• cosmics
• sensitivity
• physics
• particle
• Mu2e

The Mu2e experiment at Fermilab searches for the conversion of a negative muon into
an electron in the field of a nucleus. This process violates charged-lepton flavour conservation and is heavily suppressed in the Standard Model (SM), with a branching ratio
< 10^-50. Any evidence of it would be a clear indication for new physics beyond the SM.
Mu2e sets out to achieve a single event sensitivity of 3 x 10^-17 on the ratio
between the rate of muon conversions and the rate of muon captures in the nucleus.
This will improve by 4 orders of magnitude the previous limit for the process, allowing to test the predictions of different extensions of the SM.
The muon beam is obtained from the decays of pions and kaons produced in the interactions of an 8 GeV proton on a tungsten target. Muons are directed by a graded magnetic field to an aluminum target, located in the last part of the detector, where they eventually stop
and convert.
The result of the conversion is a monochromatic electron of 105 MeV/c momentum.
A straw tube tracker and an electromagnetic calorimeter are optimized to identify
this electron against the possible sources of background events.
A Cosmic Ray Veto(CRV) system, covering the last part of the detector, is used to suppress the dominant background due to cosmic rays.
During the last year, the Mu2e run plan has undergone important modifications: instead of
the continuous running for 3 years at full proton beam intensity, the experiment will run in
two phases. In the first phase, before the Fermilab accelerator shutdown for the neutrino upgrade, there will be a reduced concrete shielding and a reduced proton beam intensity and only
1/10 of the statistics will be collected. During the shutdown the detector will eventually be
refurbished, replacing the parts most sensitive to ageing or radiation damage.

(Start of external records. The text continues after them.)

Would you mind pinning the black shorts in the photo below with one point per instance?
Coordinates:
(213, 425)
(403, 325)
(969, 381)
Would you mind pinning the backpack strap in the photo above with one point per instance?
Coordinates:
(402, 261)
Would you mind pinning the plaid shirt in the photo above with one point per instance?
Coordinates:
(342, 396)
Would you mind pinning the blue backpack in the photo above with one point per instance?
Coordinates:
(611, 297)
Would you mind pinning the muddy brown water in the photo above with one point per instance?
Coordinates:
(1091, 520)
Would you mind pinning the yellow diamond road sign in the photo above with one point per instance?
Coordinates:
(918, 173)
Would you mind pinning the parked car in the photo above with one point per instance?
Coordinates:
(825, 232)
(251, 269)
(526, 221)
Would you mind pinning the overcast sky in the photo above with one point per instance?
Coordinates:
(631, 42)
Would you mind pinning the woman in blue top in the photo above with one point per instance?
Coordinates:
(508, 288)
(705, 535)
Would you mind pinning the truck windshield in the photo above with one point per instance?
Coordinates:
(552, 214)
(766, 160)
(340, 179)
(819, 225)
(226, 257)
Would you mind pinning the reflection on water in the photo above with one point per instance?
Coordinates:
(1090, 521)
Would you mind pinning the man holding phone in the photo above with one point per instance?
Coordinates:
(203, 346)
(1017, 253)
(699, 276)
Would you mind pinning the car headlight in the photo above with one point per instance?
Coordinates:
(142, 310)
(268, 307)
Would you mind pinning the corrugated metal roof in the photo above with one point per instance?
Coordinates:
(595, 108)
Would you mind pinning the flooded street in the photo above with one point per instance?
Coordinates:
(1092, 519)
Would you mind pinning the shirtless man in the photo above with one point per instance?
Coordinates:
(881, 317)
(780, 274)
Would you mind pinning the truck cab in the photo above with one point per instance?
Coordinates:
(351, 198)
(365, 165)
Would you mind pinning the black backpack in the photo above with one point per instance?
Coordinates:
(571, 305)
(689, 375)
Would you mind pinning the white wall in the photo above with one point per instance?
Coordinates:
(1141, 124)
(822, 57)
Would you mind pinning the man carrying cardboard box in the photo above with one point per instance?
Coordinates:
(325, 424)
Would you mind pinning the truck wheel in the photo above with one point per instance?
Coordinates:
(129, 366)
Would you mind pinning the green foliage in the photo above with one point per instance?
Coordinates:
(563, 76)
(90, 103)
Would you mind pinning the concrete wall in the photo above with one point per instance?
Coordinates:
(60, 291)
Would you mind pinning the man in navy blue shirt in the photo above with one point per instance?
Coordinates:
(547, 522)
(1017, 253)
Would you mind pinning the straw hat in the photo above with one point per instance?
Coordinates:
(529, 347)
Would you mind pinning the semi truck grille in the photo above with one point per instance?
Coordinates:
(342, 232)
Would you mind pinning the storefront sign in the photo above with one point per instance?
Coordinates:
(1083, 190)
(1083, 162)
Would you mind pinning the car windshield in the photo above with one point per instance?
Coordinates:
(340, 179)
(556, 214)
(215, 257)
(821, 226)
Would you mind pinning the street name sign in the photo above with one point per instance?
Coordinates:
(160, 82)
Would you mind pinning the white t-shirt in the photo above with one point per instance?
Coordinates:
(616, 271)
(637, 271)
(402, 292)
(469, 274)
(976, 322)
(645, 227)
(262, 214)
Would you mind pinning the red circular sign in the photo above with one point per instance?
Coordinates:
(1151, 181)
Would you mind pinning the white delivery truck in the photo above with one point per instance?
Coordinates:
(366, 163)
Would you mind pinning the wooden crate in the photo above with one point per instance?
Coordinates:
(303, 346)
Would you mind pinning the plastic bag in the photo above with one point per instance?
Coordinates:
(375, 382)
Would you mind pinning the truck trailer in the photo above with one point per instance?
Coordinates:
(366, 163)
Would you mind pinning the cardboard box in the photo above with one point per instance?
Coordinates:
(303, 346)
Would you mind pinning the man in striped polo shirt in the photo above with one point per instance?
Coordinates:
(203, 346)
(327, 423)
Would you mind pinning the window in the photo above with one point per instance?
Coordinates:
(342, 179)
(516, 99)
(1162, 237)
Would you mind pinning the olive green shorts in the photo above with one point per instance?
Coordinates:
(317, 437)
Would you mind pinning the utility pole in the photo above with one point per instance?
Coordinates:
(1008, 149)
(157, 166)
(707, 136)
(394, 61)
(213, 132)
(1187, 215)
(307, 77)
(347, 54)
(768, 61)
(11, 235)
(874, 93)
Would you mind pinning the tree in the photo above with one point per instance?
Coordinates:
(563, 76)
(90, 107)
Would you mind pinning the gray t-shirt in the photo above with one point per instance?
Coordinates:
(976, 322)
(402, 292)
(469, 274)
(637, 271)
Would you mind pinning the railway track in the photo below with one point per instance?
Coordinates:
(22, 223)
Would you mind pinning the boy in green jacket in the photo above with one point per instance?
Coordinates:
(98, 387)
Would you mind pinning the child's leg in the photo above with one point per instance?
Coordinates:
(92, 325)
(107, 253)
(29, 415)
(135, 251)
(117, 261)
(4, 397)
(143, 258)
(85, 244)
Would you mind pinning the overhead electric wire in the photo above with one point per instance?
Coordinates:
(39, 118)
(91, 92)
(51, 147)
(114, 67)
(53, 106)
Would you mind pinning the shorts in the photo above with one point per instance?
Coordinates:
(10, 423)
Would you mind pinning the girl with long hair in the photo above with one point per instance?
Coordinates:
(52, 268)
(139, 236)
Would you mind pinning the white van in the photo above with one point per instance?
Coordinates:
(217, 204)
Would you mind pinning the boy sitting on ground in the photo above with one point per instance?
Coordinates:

This thesis will present an updated estimate of Mu2e sensitivity corresponding to the first period of data taking and a guess of the final sensitivity at the end of the second phase.
A large simulation campaign has produced the dataset samples corresponding to the conversion electron (CE) signal and the main sources of background: cosmic rays, decays-in-orbits(DIO), radiative pion captures (RPC), and antiprotons.
In the first part of this work some preliminary selection cuts have been defined to ensure a correct event reconstruction and CE signal identification.
The contribution of the main background sources has then been evaluated. As in the previous analyses, the cosmic background resulted to be the dominant one.
For this reason the following work has been focused on the rejection of cosmics background.
Two datasets of cosmics have been produced corresponding to the events with or without a sizeable energy deposit in the CRV.
A larger statistics has been produced for the events with low or null energy deposits. In this category of events the largest contribution to the background comes from muons entering from the solenoid hole and interacting with the solenoid walls producing a 105 MeV/c electron. The only chance to reduce this background is to enlarge the CRV coverage in the front part of the detector.
The study of the cosmic background component with a sizeable energy deposit in the CRV has put in evidence special topologies of events that can be suppressed with a dedicated selection. A particular category of events escaping the CRV time coincidence is given by muons interacting in the calorimeter front disk and producing an upstream muon or electron in the tracker that is then reflected back by the magnetic field gradient and reconstructed as a downstream electron track. The presence of an additional cluster in the calorimeter, corresponding to the first muon interaction, can be used to identify these events. Even if the high CRV energy deposit cosmic dataset statistics needs to be increased, this calorimeter only selection appears to have a very good efficiency in rejecting the residual cosmic background while the inefficiency on the CE signal, also considering the beam particles pileup, is negligible. This selection can also be useful in the future to validate an improved upstream track reconstruction.
Once the final set of selection cuts has been determined the number of signal and background
events expected for Mu2e Phase 1 has been obtained. A scan of the possible time and momentum selection window has been performed to get the optimized 5 sigma discovery reach. The corresponding 90% C.L. upper limit have also been obtained confirming the expectations that, after Phase 1, Mu2e will be able to improve by a factor 10^3 today's limit.
In the last section a projection of the final Mu2e sensitivity has been made: the Mu2e goal of a factor 10^4 improvement of the current world limit is confirmed.